1. Les inégalités ethnoraciales face au système de justice pénale canadien

Avant de nous engager dans une étude des inégalités ethnoraciales face au système de justice pénale canadien, il est pertinent d’offrir un portrait général de ce dernier, afin de bien situer notre objet d’analyse. Le système de justice pénale au Canada comporte trois composantes principales : la police, les tribunaux et les services correctionnels.

Les membres de la police sont répartis en trois services : les services municipaux, les services provinciaux, qui sont surtout actifs à l’extérieur des centres urbains, et les services fédéraux de la Gendarmerie Royale du Canada (GRC), qui remplacent les services provinciaux pour les trois territoires fédéraux et toutes les provinces à l’exception du Québec, de l’Ontario et de Terre-Neuve-et-Labrador (Conor, Robson et Marcellus, 2019). La police est la composante la plus visible du système de justice pénale.

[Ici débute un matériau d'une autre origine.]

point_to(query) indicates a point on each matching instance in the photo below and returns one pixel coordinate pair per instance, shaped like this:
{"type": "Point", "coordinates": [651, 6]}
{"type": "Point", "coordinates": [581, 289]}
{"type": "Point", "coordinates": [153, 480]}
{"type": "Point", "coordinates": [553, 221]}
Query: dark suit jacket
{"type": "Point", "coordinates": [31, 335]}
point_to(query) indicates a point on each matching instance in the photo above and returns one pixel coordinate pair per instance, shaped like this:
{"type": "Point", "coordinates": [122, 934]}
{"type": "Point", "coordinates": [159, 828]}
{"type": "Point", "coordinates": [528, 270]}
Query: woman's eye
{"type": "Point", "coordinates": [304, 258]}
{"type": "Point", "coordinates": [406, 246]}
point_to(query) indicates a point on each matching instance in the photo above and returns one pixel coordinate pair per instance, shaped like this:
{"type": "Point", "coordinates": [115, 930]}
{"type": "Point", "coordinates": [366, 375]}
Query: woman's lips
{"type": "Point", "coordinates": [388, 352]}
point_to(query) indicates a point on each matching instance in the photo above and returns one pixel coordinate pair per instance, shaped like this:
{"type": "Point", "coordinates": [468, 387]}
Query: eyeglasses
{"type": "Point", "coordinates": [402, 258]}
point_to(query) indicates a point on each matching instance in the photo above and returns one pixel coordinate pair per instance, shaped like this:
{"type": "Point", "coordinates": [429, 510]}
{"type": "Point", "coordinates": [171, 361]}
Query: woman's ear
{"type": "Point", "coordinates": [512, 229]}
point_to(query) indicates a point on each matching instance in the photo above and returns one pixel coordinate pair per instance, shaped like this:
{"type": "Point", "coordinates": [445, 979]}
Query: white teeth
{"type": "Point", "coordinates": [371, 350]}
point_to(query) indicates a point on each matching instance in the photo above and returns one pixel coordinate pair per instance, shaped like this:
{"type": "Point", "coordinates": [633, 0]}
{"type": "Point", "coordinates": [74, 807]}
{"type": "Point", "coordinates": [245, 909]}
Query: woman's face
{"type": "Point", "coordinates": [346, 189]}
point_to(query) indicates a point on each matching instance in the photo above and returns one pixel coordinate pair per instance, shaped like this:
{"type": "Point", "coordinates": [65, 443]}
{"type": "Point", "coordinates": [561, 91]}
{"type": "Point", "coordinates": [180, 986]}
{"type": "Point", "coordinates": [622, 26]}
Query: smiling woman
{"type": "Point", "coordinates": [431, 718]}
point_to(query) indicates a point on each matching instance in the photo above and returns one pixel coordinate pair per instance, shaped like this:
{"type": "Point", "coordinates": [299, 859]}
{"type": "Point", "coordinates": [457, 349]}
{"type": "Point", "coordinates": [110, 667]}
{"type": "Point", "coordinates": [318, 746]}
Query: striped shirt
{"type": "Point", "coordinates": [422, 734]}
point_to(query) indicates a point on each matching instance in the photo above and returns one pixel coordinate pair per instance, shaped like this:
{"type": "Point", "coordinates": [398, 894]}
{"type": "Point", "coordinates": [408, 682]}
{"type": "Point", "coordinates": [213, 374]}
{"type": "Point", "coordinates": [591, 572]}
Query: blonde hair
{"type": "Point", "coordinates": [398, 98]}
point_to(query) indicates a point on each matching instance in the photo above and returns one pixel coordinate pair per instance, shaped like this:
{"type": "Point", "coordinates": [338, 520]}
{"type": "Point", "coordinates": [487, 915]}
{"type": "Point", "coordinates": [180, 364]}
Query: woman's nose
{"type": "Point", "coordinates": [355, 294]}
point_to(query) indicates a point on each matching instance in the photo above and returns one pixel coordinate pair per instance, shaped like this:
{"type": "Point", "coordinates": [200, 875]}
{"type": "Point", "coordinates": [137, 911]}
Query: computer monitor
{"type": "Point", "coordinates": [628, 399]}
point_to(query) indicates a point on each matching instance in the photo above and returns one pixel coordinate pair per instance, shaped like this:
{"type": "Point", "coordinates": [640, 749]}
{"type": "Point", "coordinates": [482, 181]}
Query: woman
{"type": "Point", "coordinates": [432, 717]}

Dans la plupart des cas, c’est à la suite d’une interaction avec la police et, notamment, d’une arrestation que des personnes sont amenées à interagir avec les deux autres composantes.

Les tribunaux canadiens sont répartis entre quatre paliers ordonnés hiérarchiquement : les tribunaux inférieurs, les cours supérieures, les cours d’appel et la Cour suprême du Canada. Une personne soupçonnée d’avoir commis un ou plusieurs crimes est d’abord convoquée à un tribunal inférieur ou à une cour supérieure ; elle peut ensuite demander à une cour d’appel de réviser une décision prise par le ou la juge du tribunal inférieur ou de la cour supérieure. La Cour suprême du Canada entend, quant à elle, des causes qui n’ont pas pu être réglées par une cour d’appel provinciale ou par la Cour d’appel fédérale (Ruddell, 2017 : 11-12).

Enfin, les services correctionnels comprennent deux systèmes pour les adultes : 1) les établissements de détention provinciaux, qui concernent certaines personnes en attente d’une comparution (désignées sous le terme de « personnes prévenues ») ou bien les personnes détenues ayant des peines d’incarcération de moins de deux ans ; 2) les pénitenciers fédéraux, qui sont sous la supervision des Services correctionnels du Canada et qui concernent les personnes détenues ayant des peines d’incarcération de plus de deux ans (Ministère de la Sécurité publique, 2014).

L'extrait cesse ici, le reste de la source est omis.